Według śledczych prowadzących dochodzenie w sprawie korupcji w Parlamencie Europejskim zarówno żona, jak i córka byłego eurodeputowanego lewicy, aresztowane na mocy europejskiego nakazu zatrzymania, wiedziały o jego przestępczej działalności i uczestniczyły w procederze, jakim miało być otrzymywanie łapówek głównie z Kataru w zamian za forsowanie korzystnych dla tego kraju decyzji.

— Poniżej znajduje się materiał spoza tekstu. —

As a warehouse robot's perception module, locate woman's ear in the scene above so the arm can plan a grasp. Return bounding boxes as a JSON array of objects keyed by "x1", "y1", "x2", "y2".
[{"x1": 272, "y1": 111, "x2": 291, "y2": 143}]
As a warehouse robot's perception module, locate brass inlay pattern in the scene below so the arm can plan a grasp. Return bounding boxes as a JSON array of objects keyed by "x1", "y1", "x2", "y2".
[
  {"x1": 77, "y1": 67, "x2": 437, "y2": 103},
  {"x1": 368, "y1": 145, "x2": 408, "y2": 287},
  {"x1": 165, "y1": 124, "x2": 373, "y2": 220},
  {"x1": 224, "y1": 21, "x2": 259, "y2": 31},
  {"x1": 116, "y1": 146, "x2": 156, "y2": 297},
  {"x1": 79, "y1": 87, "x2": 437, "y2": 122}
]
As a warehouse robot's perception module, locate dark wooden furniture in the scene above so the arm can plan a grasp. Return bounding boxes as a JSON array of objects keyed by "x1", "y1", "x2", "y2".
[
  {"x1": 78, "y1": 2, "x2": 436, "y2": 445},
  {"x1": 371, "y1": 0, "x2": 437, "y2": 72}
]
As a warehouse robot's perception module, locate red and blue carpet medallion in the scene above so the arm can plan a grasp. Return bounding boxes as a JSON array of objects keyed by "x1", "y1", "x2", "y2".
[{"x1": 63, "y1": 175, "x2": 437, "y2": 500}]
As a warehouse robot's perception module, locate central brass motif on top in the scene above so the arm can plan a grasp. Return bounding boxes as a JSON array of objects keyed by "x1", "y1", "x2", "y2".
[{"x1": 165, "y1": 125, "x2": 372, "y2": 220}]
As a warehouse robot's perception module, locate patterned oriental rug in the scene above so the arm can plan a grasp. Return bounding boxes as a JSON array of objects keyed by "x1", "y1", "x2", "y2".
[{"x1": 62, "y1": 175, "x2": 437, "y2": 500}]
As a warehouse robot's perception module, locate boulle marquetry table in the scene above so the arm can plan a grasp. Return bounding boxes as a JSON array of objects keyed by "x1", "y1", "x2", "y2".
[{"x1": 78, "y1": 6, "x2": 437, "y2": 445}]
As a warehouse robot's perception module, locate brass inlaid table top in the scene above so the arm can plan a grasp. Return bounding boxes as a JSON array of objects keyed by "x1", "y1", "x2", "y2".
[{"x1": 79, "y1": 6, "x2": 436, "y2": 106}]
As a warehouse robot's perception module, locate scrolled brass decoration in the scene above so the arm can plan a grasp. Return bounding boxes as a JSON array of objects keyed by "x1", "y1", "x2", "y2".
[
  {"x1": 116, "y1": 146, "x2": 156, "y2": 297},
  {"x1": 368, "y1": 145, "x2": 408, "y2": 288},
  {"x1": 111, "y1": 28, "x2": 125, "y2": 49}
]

Sąd odrzucił wniosek obrońców

Sąd w Lombardii, gdzie obie kobiety umieszczono w areszcie domowym, odrzucił wniosek obrońców córki o jej zwolnienie i zastosowanie innych środków zapobiegawczych. Według sądu jej pozostanie w areszcie jest zasadne w związku z oczekiwaną wkrótce decyzją, czy i ona ma zostać przekazana stronie belgijskiej.

Reklama

Sąd w Bergamo, także w Lombardii, ma wydać 9 stycznia orzeczenie w sprawie wniosku obrońców rodziny Panzeri o uchylenie decyzji o konfiskacie kont, na których zajęto 247 tysięcy euro. Według obrony pieniądze te to wynagrodzenie za pracę zawodową byłego eurodeputowanego.

W związku z aferą korupcyjną w PE aresztowano w grudniu w Brukseli także m.in. już jego byłą wiceprzewodniczącą Evę Kaili z Grecji. Sąd w Brukseli zdecyduje 22 stycznia, czy Kaili będzie mogła wyjść z więzienia i trafi do aresztu domowego.